Perhaps the most exciting part of our discussion was the review of SETMA's "diabetes digital dashboard."  Most of our COGNOS Project (for details see www.jameslhollymd.com under Public Reporting/COGNOS Project) consists of static reports which show provider compliance with NCQA Hedis, AQA Ambulatory Care, NQF, PQRI, PCPI (multiple measures) and SETMA-developed quality measurement sets.

"Digital dashboards" allow providers to contrast their performance on quality measures for diabetes with the entire clinic, multiple clinic locations, individual or selected groups of providers.  The display can be by graph or bar.  It contrasts patient who are treated to goal with patients who are not.  It allows the provider to analyze the differences between the two groups and to see if those differences provide opportunities for improving the care of those who are not to goal.


For instance, several things are obvious when we review the over-time graph of our HgbA1Cs results for all of 2009 and for several other years as well.

  • Patients at goal are typically seen 2-3 times as often as those who are not.
  • Patients at goal are typically tested 2 times as often as those who are not.
  • SETMA's patients with diabetes show striking patterns of gradual but significant increases in HgbA1Cs from January to December. This pattern is evident for multiple years.

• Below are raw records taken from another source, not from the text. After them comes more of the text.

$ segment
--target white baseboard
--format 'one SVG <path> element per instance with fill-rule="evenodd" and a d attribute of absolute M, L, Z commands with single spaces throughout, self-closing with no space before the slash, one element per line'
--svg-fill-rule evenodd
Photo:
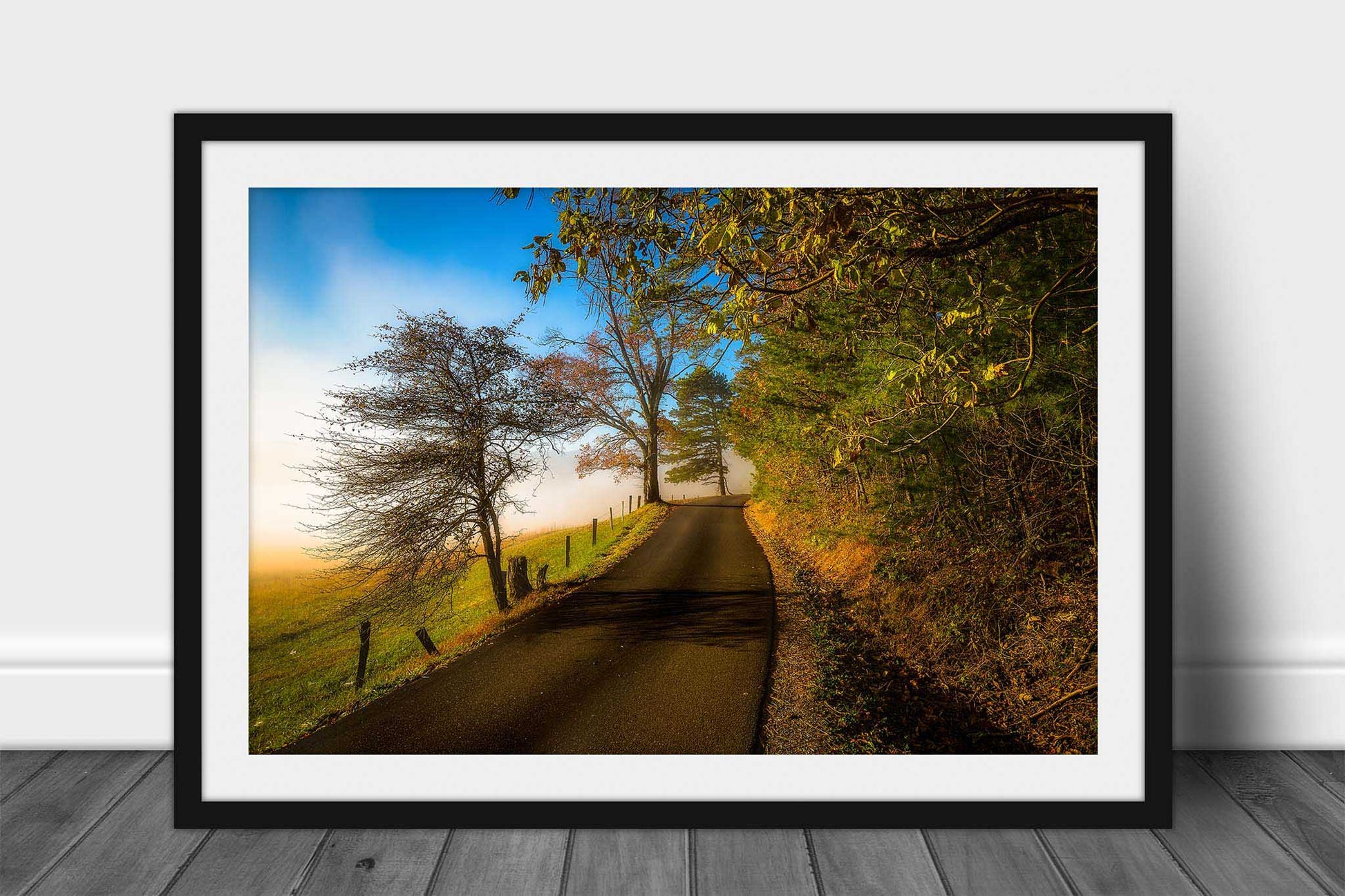
<path fill-rule="evenodd" d="M 1345 748 L 1345 666 L 1178 666 L 1178 749 Z M 167 663 L 0 666 L 0 748 L 168 749 Z"/>
<path fill-rule="evenodd" d="M 1177 666 L 1178 749 L 1345 748 L 1345 665 Z"/>
<path fill-rule="evenodd" d="M 168 749 L 172 667 L 0 667 L 3 749 Z"/>

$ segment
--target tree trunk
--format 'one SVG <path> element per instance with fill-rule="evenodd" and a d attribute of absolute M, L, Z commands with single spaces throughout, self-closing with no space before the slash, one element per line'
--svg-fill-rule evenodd
<path fill-rule="evenodd" d="M 429 632 L 425 631 L 425 626 L 421 626 L 420 628 L 416 630 L 416 638 L 420 640 L 421 647 L 425 648 L 426 654 L 429 654 L 430 657 L 438 657 L 438 647 L 434 646 L 434 642 L 433 639 L 430 639 Z"/>
<path fill-rule="evenodd" d="M 500 612 L 508 609 L 508 591 L 504 585 L 504 570 L 500 569 L 500 556 L 495 542 L 495 533 L 491 531 L 491 521 L 482 515 L 482 550 L 486 553 L 486 569 L 491 574 L 491 593 L 495 595 L 495 607 Z"/>
<path fill-rule="evenodd" d="M 508 558 L 508 593 L 516 604 L 533 592 L 533 583 L 527 580 L 527 557 Z"/>
<path fill-rule="evenodd" d="M 659 431 L 650 426 L 650 452 L 644 455 L 644 503 L 663 500 L 659 495 Z"/>
<path fill-rule="evenodd" d="M 355 665 L 355 690 L 364 686 L 364 670 L 369 669 L 369 628 L 367 619 L 359 623 L 359 662 Z"/>

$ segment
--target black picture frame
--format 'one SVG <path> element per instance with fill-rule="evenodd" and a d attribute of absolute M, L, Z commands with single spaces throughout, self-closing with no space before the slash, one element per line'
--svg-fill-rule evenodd
<path fill-rule="evenodd" d="M 202 795 L 202 163 L 207 141 L 771 140 L 1143 144 L 1145 798 L 1134 802 L 218 802 Z M 783 139 L 783 137 L 781 137 Z M 179 113 L 174 121 L 174 743 L 178 827 L 1170 827 L 1169 113 Z"/>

As we looked at these preliminary dashboards, we began to see some patterns:

  1. Holidays are a real challenge to maintaining goals.
  2. The insurance medication "doughnut hole" may be contributing to these changes.
  3. The frequency of visits decreases toward the end of the year for patients not at goal.

There are other observations but these are illustrative.  We are already creating strategies for improving care and compliance based on these preliminary observations.

In addition to the above-referenced article, we have looked at:

  • "The American College of Cardiology Foundation's 2008 Health Policy Statement on Principe for Public Reporting of Physician Performance Data", published in the JACC, Vol. xx, No. X, 2008.
  • "Provider Attitudes Associated with Adherence to Evidenced-Based Clinical Guidelines in a Managed Care Setting, published in the Medical Care Research and Review Volume 67 Number 1 February 2010, pp. 93-116."

Peter Senge at MIT

The idea of using a business-intelligence software program in medicine, what we call the COGNOS Report, came from Peter Senge's Fifth Discipline.  He uses the parable of the "boiling frog" to show that in order to change behavior\, you have to create a motive for change which most often will result from a degree of discomfort.  With medicine everywhere being confronted by "treatment inertia," the motivation to change comes from external pressure.  "Public Reporting" done for quality and not punitive purposes helps create that discomfort in providers who then will change their behavior.  Once those changes are internalized, they become transformational with generative, self-sustaining energy, which no longer require deformational, external pressure.

Whatever the patients use of our public reporting, we believe that is will be one of the principle elements to the transformation of our practice and of our healthcare delivery model.

Jefferson County's Health Ranking

One way in which Jefferson County can improve it's ranking is to create a community wide data base for the reporting of quality data by provider. SETMA has obtained and is developing a means of doing just this. If all healthcare providers in Southeast Texas participated, we would rapidly move up the county health rankings.